Le gouvernement allemand en a tiré les conclusions en remontant l’âge de départ à la retraite, qui va passer progressivement à 67 ans, et en ouvrant le pays à une immigration de plus de 2 millions de personnes depuis 2013.

Il est trop tôt pour savoir si cette immigration a été une réussite. Elle comprend un bon nombre d’Italiens (ce qui aggrave le problème de l’Italie), d’originaires des Balkans, et de Syriens. Une partie de la population – associations, églises, entreprises… – s’échine à faire progresser l’intégration culturelle et professionnelle (un quart des migrants seraient au travail, il y aurait des conversions de l’islam vers le protestantisme…).

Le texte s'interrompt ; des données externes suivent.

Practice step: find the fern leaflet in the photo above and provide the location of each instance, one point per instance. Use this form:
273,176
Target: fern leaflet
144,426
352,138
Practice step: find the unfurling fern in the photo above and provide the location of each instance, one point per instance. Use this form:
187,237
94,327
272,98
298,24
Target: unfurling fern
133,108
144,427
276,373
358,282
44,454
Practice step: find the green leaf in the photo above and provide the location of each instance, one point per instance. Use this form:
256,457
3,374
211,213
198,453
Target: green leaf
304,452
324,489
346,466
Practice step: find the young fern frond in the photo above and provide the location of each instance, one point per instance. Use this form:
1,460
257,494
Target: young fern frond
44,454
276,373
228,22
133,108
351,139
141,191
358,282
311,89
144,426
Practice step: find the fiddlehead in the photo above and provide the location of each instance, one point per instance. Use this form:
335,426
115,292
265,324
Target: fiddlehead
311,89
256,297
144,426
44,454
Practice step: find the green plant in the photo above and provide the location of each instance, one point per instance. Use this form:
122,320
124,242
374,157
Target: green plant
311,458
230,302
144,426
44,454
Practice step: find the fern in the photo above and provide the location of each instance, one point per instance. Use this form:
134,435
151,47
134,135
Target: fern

Mais une autre partie de la population exprime son mécontentement en votant pour l’extrême droite, ce qui a amené le gouvernement à freiner les entrées. Pourtant accueillir 2 millions d’immigrés reste mathématiquement très insuffisant : compte tenu de leur pyramide des âges, c’est  30 millions d’actifs supplémentaires qu’il faudrait accueillir et intégrer professionnellement d’ici 2050 ! Il était donc effectivement plus sage d’augmenter l’âge de départ à la retraite.

CONCLUSION : TRANSFORMONS NOS VIEUX EN JEUNES !

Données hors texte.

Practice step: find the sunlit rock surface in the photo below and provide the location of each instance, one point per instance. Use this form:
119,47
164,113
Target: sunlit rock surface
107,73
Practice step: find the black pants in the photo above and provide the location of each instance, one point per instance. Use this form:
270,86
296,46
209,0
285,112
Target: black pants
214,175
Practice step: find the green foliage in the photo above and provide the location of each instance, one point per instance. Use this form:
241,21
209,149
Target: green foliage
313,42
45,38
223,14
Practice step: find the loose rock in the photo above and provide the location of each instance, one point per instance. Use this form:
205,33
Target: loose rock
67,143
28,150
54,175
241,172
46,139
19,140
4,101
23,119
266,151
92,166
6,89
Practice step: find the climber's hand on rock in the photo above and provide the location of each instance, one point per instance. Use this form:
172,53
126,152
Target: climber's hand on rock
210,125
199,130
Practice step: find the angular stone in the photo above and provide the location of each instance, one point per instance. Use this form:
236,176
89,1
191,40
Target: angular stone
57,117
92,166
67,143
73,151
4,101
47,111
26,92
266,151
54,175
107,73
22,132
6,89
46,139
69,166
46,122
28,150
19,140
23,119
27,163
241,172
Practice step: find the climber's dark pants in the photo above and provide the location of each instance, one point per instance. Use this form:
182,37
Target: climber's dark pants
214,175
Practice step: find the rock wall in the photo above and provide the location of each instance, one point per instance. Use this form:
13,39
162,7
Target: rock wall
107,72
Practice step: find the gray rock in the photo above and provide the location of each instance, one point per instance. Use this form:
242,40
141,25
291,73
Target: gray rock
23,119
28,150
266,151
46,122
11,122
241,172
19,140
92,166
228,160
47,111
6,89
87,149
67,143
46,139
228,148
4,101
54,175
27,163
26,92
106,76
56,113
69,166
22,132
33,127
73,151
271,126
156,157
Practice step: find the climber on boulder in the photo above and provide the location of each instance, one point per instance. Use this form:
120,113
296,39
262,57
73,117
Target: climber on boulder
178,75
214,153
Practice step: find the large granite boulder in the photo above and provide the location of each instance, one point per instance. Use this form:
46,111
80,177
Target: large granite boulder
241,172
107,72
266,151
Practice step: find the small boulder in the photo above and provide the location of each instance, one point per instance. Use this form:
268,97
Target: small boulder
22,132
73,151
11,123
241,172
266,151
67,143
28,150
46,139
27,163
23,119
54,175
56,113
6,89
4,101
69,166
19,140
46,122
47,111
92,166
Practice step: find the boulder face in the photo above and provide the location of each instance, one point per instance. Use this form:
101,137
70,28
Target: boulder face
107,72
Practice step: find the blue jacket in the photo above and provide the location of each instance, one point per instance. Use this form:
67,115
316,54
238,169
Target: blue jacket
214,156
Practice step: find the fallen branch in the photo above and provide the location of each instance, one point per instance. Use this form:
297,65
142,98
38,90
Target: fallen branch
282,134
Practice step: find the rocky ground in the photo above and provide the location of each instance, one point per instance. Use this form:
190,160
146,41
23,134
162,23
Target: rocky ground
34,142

L’âge de départ en retraite est une donnée fondamentale, non seulement de l’économie, mais de la vie tout court. Si la réforme en cours va dans le sens de l’équité, elle ne résout pas la question démographique.

La plus simple est de « transformer les vieux en jeunes » en les conservant en poste plus longtemps ou en les reconvertissant vers un nouveau travail, donc en retardant  le début de leur inactivité. Et ceux qui craignent l’immigration devraient donc en être de chauds partisans !

Enfin, seules les mesures démographiques peuvent répondre aux problèmes concrets de baisse de la population active : la Suède a ainsi adopté un régime qui module la valeur du point de retraite en fonction de la pyramide des âges annuelle, et a, depuis longtemps, poussé les études et les incitations pour rendre le travail de moins en moins pénible pour les sexagénaires.
 
Ces questions sont importantes et politiquement délicates… on est très loin de la solution simpliste des fonds de pension !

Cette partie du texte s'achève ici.